Doch all das solle nun einmal kurz vergessen werden, versicherte die Komikerin Florence Foresti als Zeremonienmeisterin im Pleyel-Saal. An diesem Abend wolle man sich einem herzhaft gesunden Bio-Lachen hingeben. Sie habe keine Lust, mit "How dare you..." die Greta Thunberg des Kinos zu spielen. Zumal Polanski und sein ganzes Team auf eine Anwesenheit bei der Veranstaltung vorsorglich verzichtet hatten.

Dennoch kam eine wirklich heitere Laune nicht auf. Denn die französische Kinowelt ist durcheinander. Zwar mochte in den letzten Wochen so gut wie kein Star sich öffentlich gegen Polanski aussprechen. Werk und Privatleben müssten getrennt werden, hieß es. Als praktisch einzige warnte die Schauspielerin Adèle Haenel, die als Anwärterin auf den Preis für die beste Schauspielerin bei der Zeremonie mit im Saal saß, öffentlich vor eine Ehrung Polanskis. So etwas wäre ein Schlag ins Gesicht all seiner Opfer, sagte sie. Im vergangenen Herbst hatte sie schon mit Mut, Haltung und Augenmaß dem Filmautor Christophe Ruggia sexuelle Übergriffe auf sie vorgehalten und in einem Interview der New York Times erklärte sie unlängst, Frankreich habe von der MeToo-Debatte gar nichts gelernt. Als dann am Freitag gegen Mitternacht nach zwei zuvor schon vergebenen Trophäen der dritte Preis - der für die beste Regie - an Polanskis Film "J'accuse" ("Intrige") ging, verließ die leer ausgegangene Schauspielerin wütend den Saal. Einige andere folgten ihr, andere applaudierten müde dem abwesenden Preisträger. Und der anwesende Kulturminister Frank Riester verzog mit seinem strengen Schulaufsehergesicht keine Mine.
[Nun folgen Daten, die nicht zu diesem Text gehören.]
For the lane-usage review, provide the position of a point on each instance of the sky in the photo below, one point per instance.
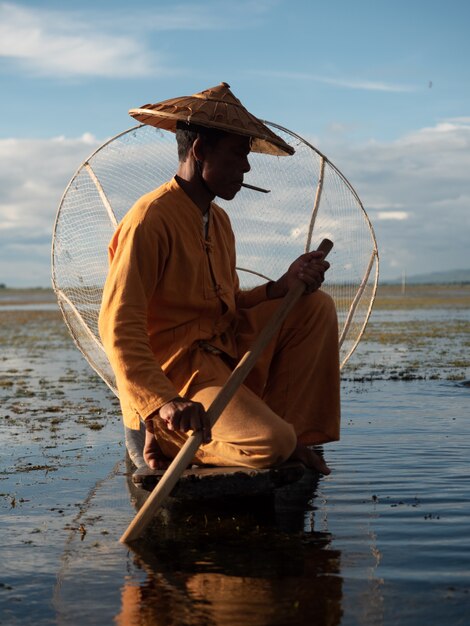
(381, 88)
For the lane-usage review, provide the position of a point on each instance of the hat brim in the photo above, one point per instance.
(214, 108)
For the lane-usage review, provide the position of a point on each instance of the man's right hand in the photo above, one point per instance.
(184, 415)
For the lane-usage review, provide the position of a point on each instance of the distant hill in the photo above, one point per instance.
(451, 276)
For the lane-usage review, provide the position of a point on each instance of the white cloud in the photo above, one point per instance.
(415, 190)
(71, 43)
(417, 193)
(33, 176)
(360, 84)
(391, 215)
(56, 43)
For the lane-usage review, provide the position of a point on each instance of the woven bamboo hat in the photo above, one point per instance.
(216, 107)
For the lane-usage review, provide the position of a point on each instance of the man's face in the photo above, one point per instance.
(225, 164)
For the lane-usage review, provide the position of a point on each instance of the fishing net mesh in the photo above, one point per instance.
(270, 229)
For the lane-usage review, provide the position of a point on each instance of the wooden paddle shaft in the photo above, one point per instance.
(189, 449)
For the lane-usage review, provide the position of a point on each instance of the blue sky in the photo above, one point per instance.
(382, 88)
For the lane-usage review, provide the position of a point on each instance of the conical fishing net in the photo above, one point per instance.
(309, 199)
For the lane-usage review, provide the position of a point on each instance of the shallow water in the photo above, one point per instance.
(385, 539)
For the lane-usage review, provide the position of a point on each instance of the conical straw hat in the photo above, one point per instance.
(216, 107)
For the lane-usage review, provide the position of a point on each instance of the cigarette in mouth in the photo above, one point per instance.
(256, 188)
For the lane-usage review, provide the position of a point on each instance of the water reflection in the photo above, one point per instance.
(236, 568)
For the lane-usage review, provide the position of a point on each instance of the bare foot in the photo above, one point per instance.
(153, 455)
(310, 459)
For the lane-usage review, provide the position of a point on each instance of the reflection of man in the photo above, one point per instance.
(174, 321)
(239, 582)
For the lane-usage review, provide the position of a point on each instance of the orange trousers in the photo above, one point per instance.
(292, 394)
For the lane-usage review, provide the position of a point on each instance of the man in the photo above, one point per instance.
(174, 321)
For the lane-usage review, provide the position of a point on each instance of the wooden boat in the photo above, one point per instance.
(230, 497)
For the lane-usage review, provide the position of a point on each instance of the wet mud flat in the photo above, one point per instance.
(421, 332)
(383, 540)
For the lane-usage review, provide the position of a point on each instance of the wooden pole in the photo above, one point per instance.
(187, 452)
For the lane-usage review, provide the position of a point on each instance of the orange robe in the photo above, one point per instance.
(169, 287)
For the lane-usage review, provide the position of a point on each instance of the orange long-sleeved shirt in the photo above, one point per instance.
(168, 287)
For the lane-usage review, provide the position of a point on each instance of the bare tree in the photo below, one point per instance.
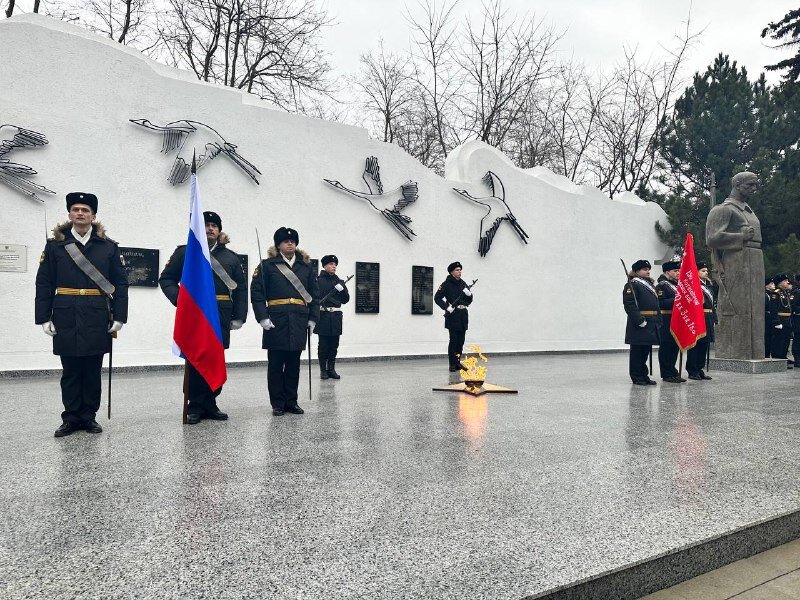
(267, 47)
(125, 21)
(641, 96)
(503, 65)
(385, 83)
(434, 71)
Ein Preis für Polanski wäre ein schlechtes Symbol, hatte er vor ein paar Tagen erklärt.

Die Krise nicht des französischen Kinos, wohl aber seiner Berufsorganisation sitzt jedoch tiefer. Im Kreuzfeuer der Kritik auch aus den eigenen Reihen steht die Akademie der seit 1976 vergebenen César-Preise. Seit dem missmutigen Rücktritt des langjährigen Vorsitzenden Alain Terzian ("Ich habe die Nase voll") und der spektakulären Selbstauflösung des gesamten Führungskomitees vor zwei Wochen, versucht die 87-jährige Margaret Menegoz, angesehene Produzentin von Eric Rohmer, Michael Haneke, Christian Petzold, als Interimspräsidentin die Akademie über Wasser zu halten. In einer offenen Erklärung hatten 400 der etwa 4 700 Mitglieder der Akademieführung undurchsichtige Buchhaltung und obskure Ernennungen vorgeworfen. Allenfalls der Vatikan ist darin offenbar noch stärker. Die Unterzeichner, unter ihnen die Filmautoren Bertrand Tavernier, André Téchiné, Jacques Audiard, Mathieu Amalric oder die Schauspielerinnen Chiara Mastroiani und Jeanne Balibar, rufen zu einer tiefgreifenden Umgestaltung der Akademie auf und beklagen auch, dass trotz ihrer stattlichen Mitgliederbeiträge die César-Vergabe über ihre Köpfe hinweg organisiert werde. Dabei haben die Mitglieder in zwei Fernwahlgängen zuerst über die Nominierungen und dann über die Preisträger in den gut ein Dutzend Sparten zu entscheiden. Manche, wie die Schauspielerin Catherine Deneuve, plädieren schon seit Jahren dafür, dieses heiter verlogene Familienfest des Kinos in der heutigen Form abzuschaffen.

Als auch noch bekannt wurde, dass die Berufszunft der Akademie zu zwei Dritteln weiterhin aus Männern bestehe, wuchs das Unbehagen zusätzlich. Vom Altherrengehabe, mit dem Alain Terzian noch erklären konnte, so etwas wie die Weinstein-Affäre wäre in Frankreich unmöglich, denn da lege man vor allem Wert auf den künstlerischen Aspekt der Filme, möchte man wegkommen. Und nun platzte es am Freitag doch wieder in die Veranstaltung. Anders als üblich fehlte es sichtlich an Persönlichkeiten als Anwärter für die Verkündigung der einzelnen Preise. Hie und da musste die Zeremonienmeisterin Florence Foresti diese Rolle sogar selbst übernehmen. Es sei unglaublich, wie beschäftigt die Filmleute am Freitagabend seien, kicherte sie über die vielen Absagen ins Mikrofon: Bei all den Leuten, die an diesem Abend offenbar auf Dreh seien, müsse es dem französischen Kino vorzüglich gehen. Tut es im Grunde auch. Das Ergebnis der Preisträger spiegelt bei aller Polemik beachtliche Qualität.

Die jeweils drei Preise für den Film "Les Misérables" ("Die Wütenden") von Ladj Ly, für "La Belle Epoque" von Nicolas Bedos und auch für "Intrige" von Roman Polanski, einschließlich des Regiepreises, sind verdient. Zu kurz gekommen ist der schöne Film "Porträt einer jungen Frau in Flammen" von Céline Sciamma mit Adèle Haenel als Hauptdarstellerin, der nur mit dem Preis für die Kameraführung ausgezeichnet wurde. Das ist keine Frage von Gleichstellung zwischen Frauen und Männern, sondern tatsächlich von künstlerischer Qualität. Das in Frankreich so hoch gehaltene Kriterium hat in diesem Fall vielleicht versagt. Solide erscheint bei aller Polemik dennoch der Zusammenhalt im französischen Filmgewerbe. Wenn die Witzeleien über die giftsprühende Liebe des Milieus zu sich selbst verebbt sein werden, könnte daraus im nächsten Jahr sogar eine 46. César-Verleihung in geläuterter Form hervorgehen.